En 2012, la direction de l'École nationale supérieure des beaux-arts[3] annonce « relancer le bal dans une forme nouvelle et plus contemporaine, tout en conservant les fondements historiques ». Ce projet ébauché n'a pas été poursuivi.
Références culturelles
Littérature
- Le roman Jules et Jim d'Henri-Pierre Roché débute par la rencontre des deux protagonistes à l'occasion du bal de Quat'z'Arts de 1907.
« C'était vers 1907.
Le petit et rond Jules, étranger à Paris, avait demandé au grand et mince Jim, qu'il connaissait à peine, de le faire entrer au bal de Quat'z'Arts, et Jim lui avait procuré une carte et l'avait emmené chez le costumier[4]. »
- Dans la réalité, cet épisode s'est passé en 1906, avec Oscar Schmitz et non avec Jules, alors que Jim « initiait » Marie Laurencin. Dans la suite du roman, les deux amis emmènent deux de leurs conquêtes féminines[5] au bal. L'auteur livre un témoignage direct.
« Lucie était vêtue en prêtresse et Odile dévêtue en sauvageonne (...) Odile, qui n'avait jamais rêvé une pareille fête, se cramponna au bras de Jim, intimidée, n'en croyant pas ses yeux. Puis, comme des femmes, à cheval sur les épaules d'hommes, dominaient la foule, elle grimpa sur celles de Jim (...) Ils entrèrent tous les trois dans la loge d'un atelier, où un cercle regardait, à terre, une exhibition lesbienne. »
En rivalité avec Lucie, personnage qui figure la Louise Bückling que courtisait Apollinaire, Odile, authentique fille extravagante d'un aristocrate anglais mésallié, fait sensation en se glissant dans la file des modèles pour le concours de beauté.
« Vint le concours de beauté. Des femmes nues, modèles pour la plupart, le corps lissé de poudre, et fardées, paraissaient une à une, pour un quart de minute, sur une estrade projetée du balcon, et l'intensité des ovations exprimait le jugement de la foule. Jim aperçut de loin, avec surprise, Odile dans la queue de celles qui attendaient leur tour. […] Elle avait conservé son pagne minuscule, qu'on lui arracha — c'était la règle — et on la poussa sur l'estrade, dans l'aveuglant faisceau lumineux. »
Théâtre
- Feu la mère de Madame, pièce en un acte de Georges Feydeau débute au moment où Lucien, rentré tard du bal des Quat'z'Arts, réveille sa femme Yvonne, qui commence à lui faire une scène. La tempête passée, un valet de chambre sonne à la porte, au moment où les deux époux se couchent. Le messager est porteur d'une terrible nouvelle : la mère de Madame est morte.
Cinéma
- Dans le film Henry et June (1990) est évoqué le bal.

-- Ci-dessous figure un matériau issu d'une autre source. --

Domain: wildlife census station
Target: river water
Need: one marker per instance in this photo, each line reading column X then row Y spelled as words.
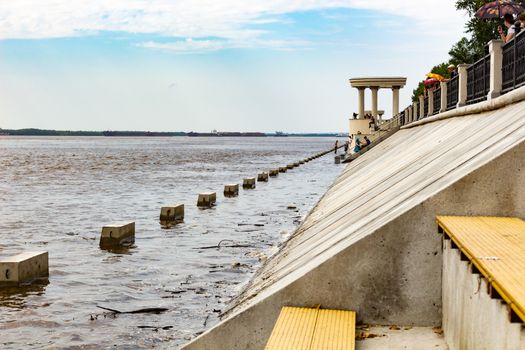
column 57, row 193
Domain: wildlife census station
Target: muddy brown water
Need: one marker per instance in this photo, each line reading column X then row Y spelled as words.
column 57, row 193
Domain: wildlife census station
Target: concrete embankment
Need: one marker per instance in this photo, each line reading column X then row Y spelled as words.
column 370, row 244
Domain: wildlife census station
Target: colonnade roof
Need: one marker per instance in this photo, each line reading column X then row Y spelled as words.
column 380, row 82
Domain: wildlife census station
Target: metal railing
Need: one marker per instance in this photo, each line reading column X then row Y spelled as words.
column 452, row 92
column 513, row 68
column 437, row 101
column 478, row 80
column 472, row 84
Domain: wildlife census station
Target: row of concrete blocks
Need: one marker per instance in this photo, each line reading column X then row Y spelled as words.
column 29, row 266
column 339, row 158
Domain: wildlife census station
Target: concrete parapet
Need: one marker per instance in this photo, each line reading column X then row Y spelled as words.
column 23, row 268
column 120, row 233
column 231, row 190
column 262, row 177
column 172, row 214
column 248, row 183
column 207, row 199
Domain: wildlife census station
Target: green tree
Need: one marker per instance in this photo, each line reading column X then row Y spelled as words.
column 481, row 31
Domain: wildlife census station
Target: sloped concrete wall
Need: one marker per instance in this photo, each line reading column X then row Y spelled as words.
column 392, row 276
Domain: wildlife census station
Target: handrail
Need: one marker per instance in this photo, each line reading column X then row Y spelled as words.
column 478, row 80
column 499, row 72
column 513, row 67
column 437, row 100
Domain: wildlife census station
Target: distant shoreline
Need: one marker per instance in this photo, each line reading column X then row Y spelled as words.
column 44, row 132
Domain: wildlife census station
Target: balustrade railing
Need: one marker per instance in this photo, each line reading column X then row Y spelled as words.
column 478, row 80
column 513, row 68
column 437, row 101
column 452, row 92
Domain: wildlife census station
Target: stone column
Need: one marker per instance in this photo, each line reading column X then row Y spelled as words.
column 361, row 102
column 462, row 85
column 395, row 101
column 430, row 103
column 374, row 101
column 443, row 86
column 496, row 72
column 421, row 113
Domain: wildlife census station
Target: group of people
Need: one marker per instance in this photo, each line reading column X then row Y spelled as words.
column 514, row 26
column 359, row 145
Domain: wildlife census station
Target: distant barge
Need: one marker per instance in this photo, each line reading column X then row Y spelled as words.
column 226, row 134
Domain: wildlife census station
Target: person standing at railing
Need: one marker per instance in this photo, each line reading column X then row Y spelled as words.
column 451, row 71
column 511, row 30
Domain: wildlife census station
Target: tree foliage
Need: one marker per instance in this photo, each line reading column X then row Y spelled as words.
column 472, row 47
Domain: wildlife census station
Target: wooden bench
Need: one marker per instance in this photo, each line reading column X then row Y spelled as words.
column 496, row 248
column 299, row 328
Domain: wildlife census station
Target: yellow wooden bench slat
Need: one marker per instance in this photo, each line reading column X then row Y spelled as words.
column 299, row 328
column 496, row 246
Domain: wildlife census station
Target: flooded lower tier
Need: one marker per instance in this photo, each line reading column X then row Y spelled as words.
column 57, row 193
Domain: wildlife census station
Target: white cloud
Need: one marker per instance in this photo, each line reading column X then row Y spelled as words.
column 227, row 19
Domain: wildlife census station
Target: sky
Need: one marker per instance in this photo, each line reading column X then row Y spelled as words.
column 199, row 65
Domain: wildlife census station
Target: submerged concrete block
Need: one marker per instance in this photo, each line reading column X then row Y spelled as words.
column 248, row 183
column 23, row 267
column 231, row 190
column 172, row 214
column 120, row 233
column 207, row 199
column 262, row 177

- Dans le film Un américain à Paris (1951) la séquence finale se déroule pendant le bal.
Arts plastiques
- Le Bal des Quat'z'Arts descendant les Champs-Élysées, huile sur toile, de Georges Rochegrosse, 1894[6].
- Artistes ayant participé à la décoration du bal :
Chanson
- En 1964, dans l'album Les Copains d'abord, Georges Brassens chante dans le deuxième titre, Les 4 z'arts, l'enterrement mis en scène marquant la fin du bal des Quat'z'Arts. Cette chanson drôle et nostalgique à la fois est écrite deux ans avant la disparition effective du bal. Elle témoigne du prestige et de la célébrité de cet événement festif, qui était connu et apprécié bien au-delà du seul milieu des étudiants de l'École des beaux-arts.
Annexes
Bibliographie
- Les Quat'z'Arts, numéro spécial du Courrier Français, 21 avril 1895, 12e année, no 16.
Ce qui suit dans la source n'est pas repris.